Bereits Act Normal, der Opener des Albums, vereint alle typischen Zutaten und Sounds der Band. „Wir improvisieren und erzählen eine Geschichte. Wenn man sich sämtliche Songtexte von Anfang bis Ende durchliest, erkennt man einen roten Faden – eine große, zusammenhängende Geschichte“, erklärt die Sängerin. Die Texte erfüllen eine wichtige Funktion, weil sie den Songs Tiefe verleihen. I’m Nobody zum Beispiel – von der Komposition her komplex, raffiniert und überraschend – basiert auf einer ganz bestimmten Idee. „In diesem Stück geht es darum, an einen fremden Ort zu kommen, wo dich niemand kennt. Dort kannst du in eine andere Rolle schlüpfen, ein Alter Ego werden.

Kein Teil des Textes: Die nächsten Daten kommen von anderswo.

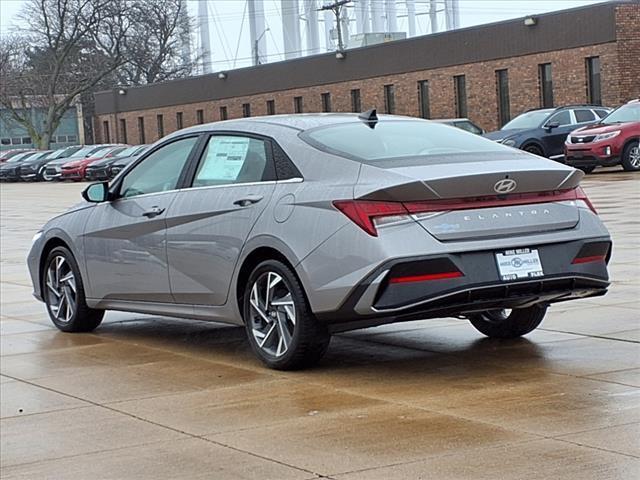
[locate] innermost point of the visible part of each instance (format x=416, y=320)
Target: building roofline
x=560, y=30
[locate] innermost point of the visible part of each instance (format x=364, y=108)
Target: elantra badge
x=506, y=185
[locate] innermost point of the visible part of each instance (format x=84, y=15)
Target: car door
x=208, y=223
x=125, y=238
x=554, y=139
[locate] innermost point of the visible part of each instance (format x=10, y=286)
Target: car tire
x=631, y=157
x=282, y=330
x=505, y=324
x=63, y=293
x=533, y=148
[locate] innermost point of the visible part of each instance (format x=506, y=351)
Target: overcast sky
x=229, y=29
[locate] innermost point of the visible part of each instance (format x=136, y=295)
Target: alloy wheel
x=272, y=314
x=634, y=156
x=61, y=289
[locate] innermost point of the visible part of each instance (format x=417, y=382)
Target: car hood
x=102, y=163
x=502, y=134
x=598, y=128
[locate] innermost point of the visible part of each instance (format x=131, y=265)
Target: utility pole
x=336, y=8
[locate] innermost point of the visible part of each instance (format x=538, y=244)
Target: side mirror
x=96, y=192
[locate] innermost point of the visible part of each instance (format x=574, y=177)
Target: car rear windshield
x=528, y=120
x=626, y=113
x=397, y=139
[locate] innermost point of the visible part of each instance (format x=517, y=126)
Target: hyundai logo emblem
x=506, y=185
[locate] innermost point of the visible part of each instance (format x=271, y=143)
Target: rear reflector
x=426, y=277
x=593, y=258
x=363, y=212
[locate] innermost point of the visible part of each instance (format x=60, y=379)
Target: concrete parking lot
x=150, y=397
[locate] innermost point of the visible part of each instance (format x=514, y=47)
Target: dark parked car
x=101, y=169
x=9, y=169
x=612, y=141
x=462, y=123
x=543, y=131
x=33, y=168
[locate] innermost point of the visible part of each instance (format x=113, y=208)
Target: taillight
x=368, y=214
x=364, y=213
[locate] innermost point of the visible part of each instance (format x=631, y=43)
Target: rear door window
x=584, y=116
x=230, y=159
x=561, y=118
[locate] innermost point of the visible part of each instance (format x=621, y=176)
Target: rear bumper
x=72, y=174
x=376, y=301
x=92, y=175
x=592, y=155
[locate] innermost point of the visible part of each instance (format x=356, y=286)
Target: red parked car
x=75, y=169
x=612, y=141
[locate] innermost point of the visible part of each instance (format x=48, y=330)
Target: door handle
x=249, y=200
x=153, y=212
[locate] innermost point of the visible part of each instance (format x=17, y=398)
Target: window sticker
x=225, y=156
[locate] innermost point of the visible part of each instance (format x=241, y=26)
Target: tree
x=158, y=42
x=71, y=47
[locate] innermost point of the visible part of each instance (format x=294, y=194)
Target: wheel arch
x=629, y=141
x=250, y=261
x=49, y=245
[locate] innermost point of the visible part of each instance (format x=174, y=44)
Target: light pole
x=336, y=8
x=256, y=51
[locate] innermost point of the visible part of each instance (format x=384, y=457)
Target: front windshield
x=20, y=157
x=84, y=151
x=127, y=152
x=394, y=139
x=626, y=113
x=531, y=119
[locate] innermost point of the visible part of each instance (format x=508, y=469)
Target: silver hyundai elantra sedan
x=300, y=226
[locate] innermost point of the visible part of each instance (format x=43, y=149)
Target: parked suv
x=612, y=141
x=543, y=131
x=33, y=168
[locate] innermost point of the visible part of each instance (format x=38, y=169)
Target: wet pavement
x=151, y=397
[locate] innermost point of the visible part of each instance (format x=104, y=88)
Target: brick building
x=488, y=73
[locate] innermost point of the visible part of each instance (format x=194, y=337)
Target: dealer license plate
x=519, y=263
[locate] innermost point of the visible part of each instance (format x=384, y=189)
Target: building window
x=271, y=107
x=460, y=91
x=160, y=121
x=546, y=85
x=423, y=98
x=326, y=102
x=123, y=130
x=105, y=132
x=389, y=99
x=141, y=136
x=502, y=87
x=356, y=104
x=594, y=96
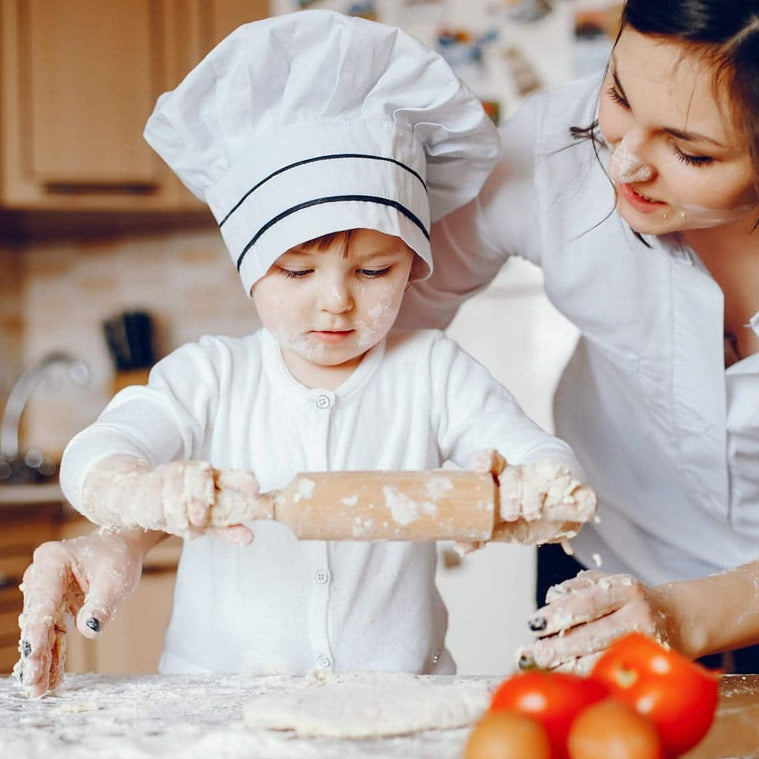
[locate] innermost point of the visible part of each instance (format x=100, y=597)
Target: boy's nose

Ein arroganter Freak etwa, oder der netteste Mensch auf Erden – wie du willst“, erklärt Eran. Dagegen ist Clockwork hochpoetisch – textlich und musikalisch. „Der Song soll verdeutlichen, wie viel auf unserer Welt von Zufällen abhängt. Angefangen damit, dass sich bestimmte Menschen überhaupt kennen lernen“, so Sanne.

Neben den Songs – die in einer Storyline verpackt sind – enthält das Album mehrere Zwischenspiele, die als atmosphärische Atempause dienen. Das ist vermutlich auch nötig. „Wir sind wie Hund und Katze, die um den begehrten Platz auf dem weichen Kissen kämpfen. Denn wir alle haben eine ausgeprägte Meinung und ganz eigene Vorstellungen“, schmunzelt Sanne und ergänzt: „Im einen Moment sind wir ausgesprochen stur, im nächsten wieder beste Freunde.“ Die dabei freiwerdenden Emotionen sind das Fundament von What if, mit denen die preisgekrönte Band das Publikum auch auf Live-Konzerten in ihren Bann zieht.